Question to the Home Office:

To ask the Secretary of State for the Home Department, if he will (a) make an assessment of the risk of online child exploitation posed by and (b) collect data on the number of those offences committed on the dark web.


Answered by
Victoria Atkins Portrait
Victoria Atkins
Secretary of State for Health and Social Care
This question was answered on 6th November 2018

In September, the Home Secretary announced an extra £21.5m investment in law enforcement over the next 18 months to reduce the volume of offending and pursue the most hardened and dangerous abusers. The majority of this funding will go to UK law enforcement and intelligence agencies to tackle the most determined and dedicated abusers.

Due to the sensitive nature of this work and the policy of successive Governments, the spending of the intelligence agencies’ activities cannot be revealed, but some of the law enforcement funding will expand the Joint Operations Team (a jointly managed National Crime Agency (NCA) and GCHQ capability), increase funding for the Regional Organised Crime Units and improve digital forensic capability.

The National Crime Agency’s National Strategic Assessment 2018 has assessed the risk that anonymisation tools, including the use of the dark web, pose to children online. It states that fast, ‘secure’ and anonymous operating environments will enable all levels of criminality. The full document can be found here: http://www.nationalcrimeagency.gov.uk/publications/905-national-strategic-assessment-for-soc-2018/file

Online Offenders often move between the open and dark web. For this reason, statistics held on online CSEA are not broken down into where the offences are committed.

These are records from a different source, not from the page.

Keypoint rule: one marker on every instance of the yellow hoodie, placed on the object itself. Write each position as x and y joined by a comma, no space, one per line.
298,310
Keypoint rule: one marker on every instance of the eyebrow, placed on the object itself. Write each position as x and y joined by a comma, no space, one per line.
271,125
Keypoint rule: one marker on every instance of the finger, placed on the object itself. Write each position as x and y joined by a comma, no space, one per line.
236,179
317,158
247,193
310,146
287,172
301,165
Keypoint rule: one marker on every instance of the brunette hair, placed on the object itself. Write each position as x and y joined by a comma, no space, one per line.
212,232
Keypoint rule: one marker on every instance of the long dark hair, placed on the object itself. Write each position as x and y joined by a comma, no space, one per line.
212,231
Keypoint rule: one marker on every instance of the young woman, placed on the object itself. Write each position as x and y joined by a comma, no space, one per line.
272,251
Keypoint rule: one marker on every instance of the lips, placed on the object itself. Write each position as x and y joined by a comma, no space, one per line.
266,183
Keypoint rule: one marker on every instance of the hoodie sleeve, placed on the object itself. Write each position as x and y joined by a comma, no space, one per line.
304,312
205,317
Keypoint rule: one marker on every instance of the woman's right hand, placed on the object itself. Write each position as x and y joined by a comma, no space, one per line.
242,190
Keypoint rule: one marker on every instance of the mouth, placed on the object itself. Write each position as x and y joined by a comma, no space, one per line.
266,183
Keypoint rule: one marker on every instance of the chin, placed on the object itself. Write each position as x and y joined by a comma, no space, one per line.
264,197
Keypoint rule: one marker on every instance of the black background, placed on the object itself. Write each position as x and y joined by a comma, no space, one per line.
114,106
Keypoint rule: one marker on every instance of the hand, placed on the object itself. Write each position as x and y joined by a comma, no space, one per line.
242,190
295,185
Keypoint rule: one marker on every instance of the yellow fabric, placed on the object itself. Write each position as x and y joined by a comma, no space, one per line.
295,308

The National Crime Agency’s National Strategic Assessment for 2018 has assessed that livestreaming is a growing threat. In his speech at the NSPCC on the 3 September, the Home Secretary highlighted awareness of this risk to children due to improving technology and the growing ease of money transfers across borders.

The Home Secretary stated that he expects a more effective partnership between technology companies, law enforcement, the charity sector and Government. Therefore, the Home Office will be making £250,000 available to support new ideas on how to detect and disrupt the live-streaming of abuse.

In November, the Home Secretary will be visiting US based social networks and other technology companies to discuss progress on steps to protect children from sexual abuse and exploitation online, including the development of a tool to detect online child grooming.